As I cruised into Mississippi, I thought about all the family trips we had taken along that same route, sometimes cutting northeast toward Tennessee or Virginia; but, mostly, driving to our summer home in Pass Christian, MS. The enduring image for me is that van. Brown on the outside, but thick double stripes down the side. Shag carpet. The seats were made of the very thickest material available. It was as if the dealership offered a thickness upgrade and we HAD TO HAVE IT. The van was constructed before there was a such thing as rear air conditioning vents or the expectations that back seat passengers would wear seat belts. So, on very hot days we’d hover above the seats as we waited for the air conditioning to circulate throughout the cabin. Upon acceleration, our then slight bodies would go hurtling about the back depths of our over-customized ride.

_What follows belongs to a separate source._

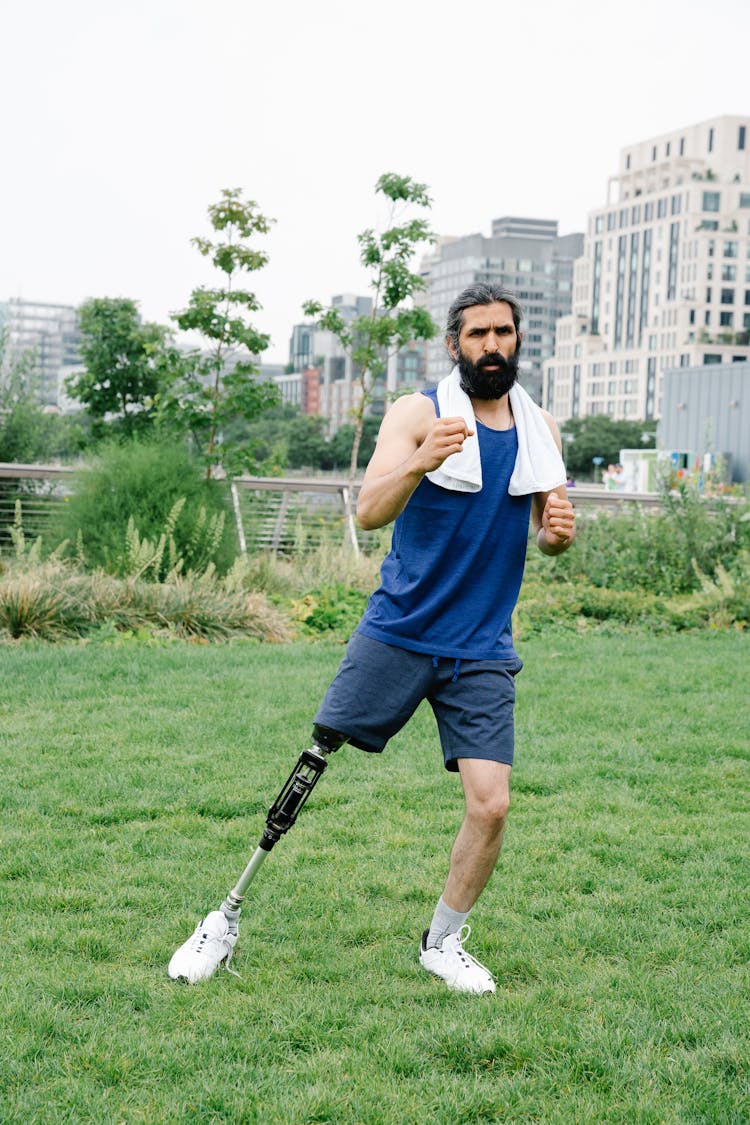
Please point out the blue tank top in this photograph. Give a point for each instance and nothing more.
(451, 581)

My current car is far more comfortable – if less memorable – for long drives and upon nearing Mobile I was in the zone…
Much has been written over the last week about what the Saints mean to the city and to the Gulf South. There is no denying how they have lifted the spirits of this community in the last four years. But, it’s the lessons they have given us in their own story that strike me as the most meaningful, and enduring. And, they apply if you don’t give a wit about football, as I am sure some of you do not. Teamwork, resolve in the face of adversity, belonging to something bigger than yourself and fighting for it – that’s what the Saints have taught us this season. They have also shared that greatness is a choice – it has to be earned, sought for. Hard work is the foundation for anything worth doing, and an accomplishment doesn’t mean very much if we are not challenged on the road to securing it.
…Florida is lovely. Smooth roads and nicely manicured landscapes. Smiley people at rest stops and restaurants. South Florida is charming in its diversity, as it food, music, and rich influences remind one of the kind of cultural confluences New Orleans enjoys. Sure, you can try to put a label on this or that aspect, but why do that? Just take it all in and be happy for the experience, which, no doubt, could not be duplicated even if you tried. Like New Orleans, when you are in Miami, you know where you are.
I arrived at the stadium as early as possible – about 5 1/2 hours before kickoff. I spent a little while walking around the fan plaza outside Sun Life Stadium, where a kind of “NFL experience” had been configured. Grown men (I was one of them) and women, and some kids, were seen chucking footballs in the “Let it fly” competition and kicking field goals off field turf. There was a concert and massive food offerings, but it’s not why I came. I had enjoyed the spectacle of the side show, but the main event – even at this early hour -beckoned me toward my seat.
At 2 p.m. eastern, I entered Sun Life Stadium and rode the long escalator to the 400 level.